Suphanat drew widespread public attention to the proposed revision of the Bangkok Comprehensive Plan after publicly raising concerns over its planning and consultation process. He argued that the draft had been prepared without meaningful public participation and that several zoning and development provisions disproportionately benefited major property developers and large landowners, leading to wider public debate over what became known as “pro-developer city plan”.

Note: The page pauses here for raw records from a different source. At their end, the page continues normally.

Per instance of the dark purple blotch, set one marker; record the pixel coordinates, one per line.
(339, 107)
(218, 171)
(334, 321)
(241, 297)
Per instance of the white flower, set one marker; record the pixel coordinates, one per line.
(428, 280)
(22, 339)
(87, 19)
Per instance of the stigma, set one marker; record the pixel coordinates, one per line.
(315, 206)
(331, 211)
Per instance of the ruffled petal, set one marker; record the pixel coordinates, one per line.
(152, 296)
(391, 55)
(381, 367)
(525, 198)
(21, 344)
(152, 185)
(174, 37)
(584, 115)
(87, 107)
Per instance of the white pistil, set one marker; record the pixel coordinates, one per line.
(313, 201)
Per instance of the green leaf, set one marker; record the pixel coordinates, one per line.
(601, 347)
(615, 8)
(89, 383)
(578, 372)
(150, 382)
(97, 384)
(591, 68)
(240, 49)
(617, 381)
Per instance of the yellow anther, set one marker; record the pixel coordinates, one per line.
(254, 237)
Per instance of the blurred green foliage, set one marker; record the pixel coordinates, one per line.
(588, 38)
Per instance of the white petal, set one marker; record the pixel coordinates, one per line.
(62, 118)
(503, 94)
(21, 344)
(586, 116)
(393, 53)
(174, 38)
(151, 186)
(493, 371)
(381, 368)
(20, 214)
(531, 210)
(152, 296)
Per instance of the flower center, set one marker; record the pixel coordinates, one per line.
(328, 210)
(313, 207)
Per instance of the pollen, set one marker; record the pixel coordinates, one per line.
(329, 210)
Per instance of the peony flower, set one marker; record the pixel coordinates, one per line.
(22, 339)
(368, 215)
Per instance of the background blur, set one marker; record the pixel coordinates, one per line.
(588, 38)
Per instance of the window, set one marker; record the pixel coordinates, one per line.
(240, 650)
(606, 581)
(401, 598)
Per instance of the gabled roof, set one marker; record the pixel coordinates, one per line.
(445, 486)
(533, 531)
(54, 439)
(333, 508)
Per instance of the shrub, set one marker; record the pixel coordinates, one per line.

Among the issues he raised were proposed changes to land-use zoning that would grant greater development rights to specific plots owend by major property developers including shopping mall owners and landowners in central Bangkok, while neighbouring properties remained subject to different restrictions. He also questioned the city-wide FAR Bonus system, arguing that incentives should be tailored to local needs and offer area-specific public benefits in exchange for additional development rights.

Chadchart Sittipunt, a Mayor of Bangkok, responded by urging the public to refrain from using the phrase "pro-developer city plan", arguing that it was divisive. The exchange generated public backlash, after which Chadchart later issued a public apology on Facebook. The Bangkok Metropolitan Administration extended the public consultation period by six months and announced that it would review the draft plan.

===Public Transport Reform ===

Suphanat has frequently raised issues relating to Bangkok’s public bus system. In 2024, he questioned Deputy Minister of Transport Surapong Piyachote over bus shortages, the ageing Bangkok Mass Transit Authority (BMTA) fleet, and the absence of a BMTA board for more than 14 months, which had stalled the procurement of new buses. Following his calls for the issue to be addressed, the Cabinet appointed a new board two weeks later, enabling the BMTA to move forward with its 15 billion baht plan to lease 1,520 electric buses and The Department of Land Transport to begin studying additional bus routes in areas surrounding Bangkok.

==Royal decorations==
- 2025 – Knight Commander (Second Class) of the Most Exalted Order of the Crown of Thailand

==Personal life==
Suphanat is the nephew of Vicharn Minchainant, former Ministry of Public Health, and the great nephew of Suthee Meanchainun, billionaire businessman.